Though I spent many days voyaging in the Bootle-Bumtrinket, and had many adventures, there was nothing to compare with that very first voyage. The sea seemed bluer, more limpid and transparent, the islands seemed more remote, sun-drenched, and enchanting than ever before, and it seemed as though the life of the sea had congregated in the little bays and channels to greet me and my new boat. A hundred feet or so from an islet I shipped the oars and scrambled up to the bows, where I lay side by side with Roger, peering down through a fathom of crystal water at the sea bottom, while the Bootle-Bumtrinket floated towards the shore with the placid buoyancy of a celluloid duck. As the boat's turtle-shaped shadow edged across the sea-bed, the multi-coloured, ever-moving tapestry of sea life was unfolded.
In the patches of silver sand the clams were stuck upright in small clusters, their mouths gaping. Sometimes, perched between the shell's horny lips, here would be a tiny, pale ivory pea-orab, the frail, soft-shelled, degenerate creature that lived a parasitic life in the safety of the great shell's corrugated walls. It was interesting to set off the clam colony's burglar alarm. I drifted over a group of them until they lay below, gaping up at me, and then gently edged the handle of the butterfly net down and tapped on the shell. Immediately the shell snapped shut, the movement causing a small puff of white sand to swirl up like a tornado. As the currents of this shell's alarm slid through the water the rest of the colony felt them. In a moment clams were slamming their front doors shut left and right, and the water was full of little whirls of sand, drifting and swirling about the shells, falling back to the sea-bed like silver dust.

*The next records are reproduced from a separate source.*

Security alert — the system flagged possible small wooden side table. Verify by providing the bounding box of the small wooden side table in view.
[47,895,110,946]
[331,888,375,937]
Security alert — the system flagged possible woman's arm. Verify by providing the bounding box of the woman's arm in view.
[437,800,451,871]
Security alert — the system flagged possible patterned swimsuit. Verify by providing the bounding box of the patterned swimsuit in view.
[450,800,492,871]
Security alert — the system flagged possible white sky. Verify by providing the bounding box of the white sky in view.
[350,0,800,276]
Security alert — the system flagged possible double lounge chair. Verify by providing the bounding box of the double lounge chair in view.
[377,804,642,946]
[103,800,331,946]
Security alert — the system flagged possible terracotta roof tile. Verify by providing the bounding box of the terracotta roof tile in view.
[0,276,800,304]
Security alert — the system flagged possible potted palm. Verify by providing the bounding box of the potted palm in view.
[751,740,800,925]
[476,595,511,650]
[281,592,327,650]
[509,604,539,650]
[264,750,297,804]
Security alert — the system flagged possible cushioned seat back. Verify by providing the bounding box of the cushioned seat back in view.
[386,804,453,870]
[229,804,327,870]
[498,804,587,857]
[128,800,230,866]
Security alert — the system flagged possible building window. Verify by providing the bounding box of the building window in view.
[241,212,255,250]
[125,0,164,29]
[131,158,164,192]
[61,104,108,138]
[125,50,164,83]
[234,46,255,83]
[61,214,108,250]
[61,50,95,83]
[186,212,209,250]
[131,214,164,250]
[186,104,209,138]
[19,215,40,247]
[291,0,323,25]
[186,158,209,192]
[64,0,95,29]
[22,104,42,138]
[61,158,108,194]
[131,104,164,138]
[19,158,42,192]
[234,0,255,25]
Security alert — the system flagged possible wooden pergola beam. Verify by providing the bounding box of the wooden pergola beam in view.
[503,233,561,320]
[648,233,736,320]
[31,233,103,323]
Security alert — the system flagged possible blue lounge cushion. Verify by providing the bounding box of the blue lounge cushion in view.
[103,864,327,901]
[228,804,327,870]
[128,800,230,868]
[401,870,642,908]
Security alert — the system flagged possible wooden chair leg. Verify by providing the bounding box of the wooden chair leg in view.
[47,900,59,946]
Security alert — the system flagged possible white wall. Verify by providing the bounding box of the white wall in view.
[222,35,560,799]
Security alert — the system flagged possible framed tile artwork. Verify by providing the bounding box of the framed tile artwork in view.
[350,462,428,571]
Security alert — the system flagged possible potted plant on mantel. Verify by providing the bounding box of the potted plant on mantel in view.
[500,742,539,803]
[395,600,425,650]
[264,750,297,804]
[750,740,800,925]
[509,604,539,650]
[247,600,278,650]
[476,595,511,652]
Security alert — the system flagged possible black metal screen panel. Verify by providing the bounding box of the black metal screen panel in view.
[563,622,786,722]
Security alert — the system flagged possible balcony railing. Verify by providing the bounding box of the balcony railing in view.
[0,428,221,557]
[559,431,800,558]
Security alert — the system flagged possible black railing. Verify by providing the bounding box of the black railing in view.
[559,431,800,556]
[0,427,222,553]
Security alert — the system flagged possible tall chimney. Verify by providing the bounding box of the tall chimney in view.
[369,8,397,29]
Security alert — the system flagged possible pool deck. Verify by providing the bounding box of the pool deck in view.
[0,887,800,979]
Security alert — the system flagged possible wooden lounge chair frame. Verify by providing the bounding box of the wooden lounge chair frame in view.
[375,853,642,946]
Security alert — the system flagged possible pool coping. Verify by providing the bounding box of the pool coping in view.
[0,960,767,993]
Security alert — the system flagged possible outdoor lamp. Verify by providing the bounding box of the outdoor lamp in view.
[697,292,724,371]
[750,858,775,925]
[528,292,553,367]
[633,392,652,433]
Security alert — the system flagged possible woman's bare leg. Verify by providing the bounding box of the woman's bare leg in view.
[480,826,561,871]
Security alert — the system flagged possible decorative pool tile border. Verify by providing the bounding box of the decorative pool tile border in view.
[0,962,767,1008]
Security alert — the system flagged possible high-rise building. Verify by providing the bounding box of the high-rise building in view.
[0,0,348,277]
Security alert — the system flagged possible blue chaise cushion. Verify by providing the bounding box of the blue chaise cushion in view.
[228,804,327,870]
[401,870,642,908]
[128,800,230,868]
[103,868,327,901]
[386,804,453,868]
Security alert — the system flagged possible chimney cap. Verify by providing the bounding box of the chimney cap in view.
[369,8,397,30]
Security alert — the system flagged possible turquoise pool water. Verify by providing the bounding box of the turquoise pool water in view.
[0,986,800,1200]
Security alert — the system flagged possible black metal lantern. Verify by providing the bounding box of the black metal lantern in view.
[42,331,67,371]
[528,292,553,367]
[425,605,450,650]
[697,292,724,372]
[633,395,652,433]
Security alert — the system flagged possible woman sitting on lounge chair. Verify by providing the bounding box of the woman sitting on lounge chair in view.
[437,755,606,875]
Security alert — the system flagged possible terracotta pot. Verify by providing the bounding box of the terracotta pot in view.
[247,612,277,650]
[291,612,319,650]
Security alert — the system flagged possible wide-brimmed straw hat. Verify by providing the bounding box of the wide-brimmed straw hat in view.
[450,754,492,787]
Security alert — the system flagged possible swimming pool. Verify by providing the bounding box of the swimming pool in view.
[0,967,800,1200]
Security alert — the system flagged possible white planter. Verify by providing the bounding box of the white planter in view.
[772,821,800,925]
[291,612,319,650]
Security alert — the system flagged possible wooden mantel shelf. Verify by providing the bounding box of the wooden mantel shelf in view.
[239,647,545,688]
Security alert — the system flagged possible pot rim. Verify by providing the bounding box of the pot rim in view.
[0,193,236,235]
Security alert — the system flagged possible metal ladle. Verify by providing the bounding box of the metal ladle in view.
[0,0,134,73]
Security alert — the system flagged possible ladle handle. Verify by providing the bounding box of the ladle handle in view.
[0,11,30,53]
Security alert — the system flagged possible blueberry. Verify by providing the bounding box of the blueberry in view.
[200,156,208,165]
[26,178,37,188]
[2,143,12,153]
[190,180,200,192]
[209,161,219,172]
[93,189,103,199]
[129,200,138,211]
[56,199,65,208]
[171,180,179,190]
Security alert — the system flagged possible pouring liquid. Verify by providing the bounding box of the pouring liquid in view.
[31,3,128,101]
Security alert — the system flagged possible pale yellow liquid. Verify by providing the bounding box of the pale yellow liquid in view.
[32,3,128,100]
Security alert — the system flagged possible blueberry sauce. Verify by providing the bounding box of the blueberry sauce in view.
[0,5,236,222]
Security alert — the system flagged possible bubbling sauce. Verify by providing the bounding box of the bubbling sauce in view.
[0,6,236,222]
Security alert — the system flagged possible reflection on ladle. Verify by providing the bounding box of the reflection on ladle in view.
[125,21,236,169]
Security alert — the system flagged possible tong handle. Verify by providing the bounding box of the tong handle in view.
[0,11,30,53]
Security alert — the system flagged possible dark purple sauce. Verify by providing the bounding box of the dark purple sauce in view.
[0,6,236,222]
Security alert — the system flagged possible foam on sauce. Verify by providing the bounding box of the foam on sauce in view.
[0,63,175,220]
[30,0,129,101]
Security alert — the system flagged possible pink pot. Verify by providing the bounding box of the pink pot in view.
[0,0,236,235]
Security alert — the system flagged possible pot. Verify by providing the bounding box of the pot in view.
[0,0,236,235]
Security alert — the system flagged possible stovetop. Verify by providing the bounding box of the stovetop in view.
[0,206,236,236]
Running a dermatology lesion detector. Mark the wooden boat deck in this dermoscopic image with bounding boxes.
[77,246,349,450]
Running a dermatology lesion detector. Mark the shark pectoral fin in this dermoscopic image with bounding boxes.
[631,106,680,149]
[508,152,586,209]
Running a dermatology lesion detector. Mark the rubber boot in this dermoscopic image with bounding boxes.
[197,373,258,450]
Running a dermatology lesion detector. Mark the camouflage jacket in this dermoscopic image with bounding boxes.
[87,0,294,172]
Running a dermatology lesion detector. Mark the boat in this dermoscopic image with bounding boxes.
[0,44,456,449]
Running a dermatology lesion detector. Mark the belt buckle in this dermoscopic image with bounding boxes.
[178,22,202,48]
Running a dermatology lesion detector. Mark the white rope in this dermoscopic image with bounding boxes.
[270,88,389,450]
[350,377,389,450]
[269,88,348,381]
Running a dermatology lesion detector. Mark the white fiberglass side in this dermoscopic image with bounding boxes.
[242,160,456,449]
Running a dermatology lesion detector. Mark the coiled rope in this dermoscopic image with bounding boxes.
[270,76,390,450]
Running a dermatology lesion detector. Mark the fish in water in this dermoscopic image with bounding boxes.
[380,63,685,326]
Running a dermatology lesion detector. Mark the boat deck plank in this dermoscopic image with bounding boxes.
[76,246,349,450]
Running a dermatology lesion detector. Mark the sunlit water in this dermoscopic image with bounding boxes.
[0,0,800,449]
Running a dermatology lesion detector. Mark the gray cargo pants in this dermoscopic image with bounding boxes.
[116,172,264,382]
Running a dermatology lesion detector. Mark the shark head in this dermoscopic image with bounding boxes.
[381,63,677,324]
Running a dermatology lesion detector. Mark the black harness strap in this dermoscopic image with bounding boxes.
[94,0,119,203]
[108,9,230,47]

Interspersed with the clams were the serpulas, beautiful feathery petals, forever moving round and round, perched on the end of a long, thick, greyish tube. The moving petals, orange-gold and blue, looked curiously out of place on the end of these stubby stalks, like an orchid on a mushroom stem. Again the serpulas had a burglar-alarm system but it was much more sensitive than the clams'; the net handle would get within six inches of the whirpool of shimmering petals, and they would suddenly all point skywards, bunch together, and dive head-first down the stalk, so that all that was left was a series of what looked like bits of miniature hosepipe stuck in the sand.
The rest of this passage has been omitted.